A nit-picking critic might be troubled by the fairly large number of printer's gremlins (more than 20, e.g. `peson' for `person' p. 24, `horde' for `hoard' p. 77), and very occasionally there is some clumsiness of expression (e.g. `Gemellus here between Claudius (above) and Gaius's sisters [Cal. 25.2] . . . shows that Suetonius . . .' [p. 50]). But on the whole H. deserves praise for her lively and succinct style.
In conclusion, H. offers much that is useful to specialists in imperial biography and even more to students of the early principate.
(1) David Wardle, An historical and historiographical commentary on Suetonius' Life of Caligula.
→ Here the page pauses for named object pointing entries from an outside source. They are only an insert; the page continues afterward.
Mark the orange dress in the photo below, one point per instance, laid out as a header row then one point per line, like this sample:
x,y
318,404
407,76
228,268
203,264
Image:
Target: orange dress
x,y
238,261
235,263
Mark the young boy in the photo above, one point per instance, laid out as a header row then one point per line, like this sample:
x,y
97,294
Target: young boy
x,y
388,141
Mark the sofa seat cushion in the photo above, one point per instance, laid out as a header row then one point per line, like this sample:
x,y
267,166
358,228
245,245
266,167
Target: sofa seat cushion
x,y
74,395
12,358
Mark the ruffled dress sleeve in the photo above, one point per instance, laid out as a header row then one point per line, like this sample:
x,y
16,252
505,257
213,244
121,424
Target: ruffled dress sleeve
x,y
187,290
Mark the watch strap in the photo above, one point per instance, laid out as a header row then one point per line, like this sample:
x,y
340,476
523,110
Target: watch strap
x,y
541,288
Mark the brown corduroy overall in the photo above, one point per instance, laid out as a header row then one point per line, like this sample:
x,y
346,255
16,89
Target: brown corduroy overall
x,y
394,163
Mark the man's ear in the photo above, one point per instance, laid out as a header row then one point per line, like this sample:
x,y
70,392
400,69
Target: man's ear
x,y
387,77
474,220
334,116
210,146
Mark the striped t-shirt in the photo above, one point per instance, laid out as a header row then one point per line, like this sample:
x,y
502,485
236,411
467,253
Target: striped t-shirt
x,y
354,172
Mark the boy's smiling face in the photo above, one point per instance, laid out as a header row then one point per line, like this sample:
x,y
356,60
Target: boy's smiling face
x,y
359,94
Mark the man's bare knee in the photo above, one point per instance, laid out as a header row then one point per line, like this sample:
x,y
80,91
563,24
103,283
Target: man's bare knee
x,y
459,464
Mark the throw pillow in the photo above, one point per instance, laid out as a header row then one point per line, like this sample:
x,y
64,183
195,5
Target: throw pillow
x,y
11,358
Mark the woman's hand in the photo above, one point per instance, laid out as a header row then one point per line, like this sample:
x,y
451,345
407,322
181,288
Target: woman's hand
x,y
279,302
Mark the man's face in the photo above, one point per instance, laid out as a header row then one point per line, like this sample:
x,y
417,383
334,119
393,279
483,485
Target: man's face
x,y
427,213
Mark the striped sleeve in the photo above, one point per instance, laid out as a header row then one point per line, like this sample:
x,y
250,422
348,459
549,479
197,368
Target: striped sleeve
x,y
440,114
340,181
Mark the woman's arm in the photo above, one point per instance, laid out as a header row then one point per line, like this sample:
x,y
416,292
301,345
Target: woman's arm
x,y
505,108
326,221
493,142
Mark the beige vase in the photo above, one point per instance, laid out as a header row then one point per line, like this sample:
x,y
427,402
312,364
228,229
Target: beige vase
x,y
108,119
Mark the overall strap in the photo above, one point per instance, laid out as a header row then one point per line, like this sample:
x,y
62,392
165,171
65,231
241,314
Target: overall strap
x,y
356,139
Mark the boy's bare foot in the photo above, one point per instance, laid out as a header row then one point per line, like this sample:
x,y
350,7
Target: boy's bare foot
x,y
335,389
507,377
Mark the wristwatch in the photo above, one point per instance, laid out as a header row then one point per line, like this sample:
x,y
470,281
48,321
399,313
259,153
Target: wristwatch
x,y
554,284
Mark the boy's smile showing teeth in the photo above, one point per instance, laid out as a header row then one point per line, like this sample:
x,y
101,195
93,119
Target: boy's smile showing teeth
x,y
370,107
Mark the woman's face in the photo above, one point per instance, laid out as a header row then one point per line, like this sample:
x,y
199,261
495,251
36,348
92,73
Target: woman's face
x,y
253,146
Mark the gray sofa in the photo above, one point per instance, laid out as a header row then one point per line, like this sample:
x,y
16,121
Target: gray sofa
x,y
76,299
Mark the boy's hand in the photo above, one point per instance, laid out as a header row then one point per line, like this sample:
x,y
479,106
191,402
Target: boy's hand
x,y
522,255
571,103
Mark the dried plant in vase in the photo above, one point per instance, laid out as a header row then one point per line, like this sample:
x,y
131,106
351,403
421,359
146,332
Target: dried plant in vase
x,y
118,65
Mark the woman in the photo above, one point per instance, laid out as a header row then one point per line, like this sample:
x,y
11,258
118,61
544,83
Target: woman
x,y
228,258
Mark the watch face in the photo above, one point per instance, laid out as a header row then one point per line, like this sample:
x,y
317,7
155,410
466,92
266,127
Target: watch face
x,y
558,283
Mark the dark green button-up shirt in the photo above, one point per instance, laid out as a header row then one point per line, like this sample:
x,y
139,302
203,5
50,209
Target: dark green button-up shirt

D.Phil. thesis (Oxford 1989). This commentary is due to be published by Latomus at the end of 1994.
(2) J.P.V.D. Balsdon, The Emperor Gaius. (Oxford 1934) 92, supported by Wardle ad loc.
(3) Cf. Wardle  38, 200.
(4) A. Howard & C. Jackson, Index verborum C. Suetoni Tranquilli (Cambridge, Mass., 1927).
(5) E.g. A. Wallace-Hadrill, Suetonius (London 1983) 89.
(6) B. Baldwin, Suetonius (Amsterdam 1983) 158-161.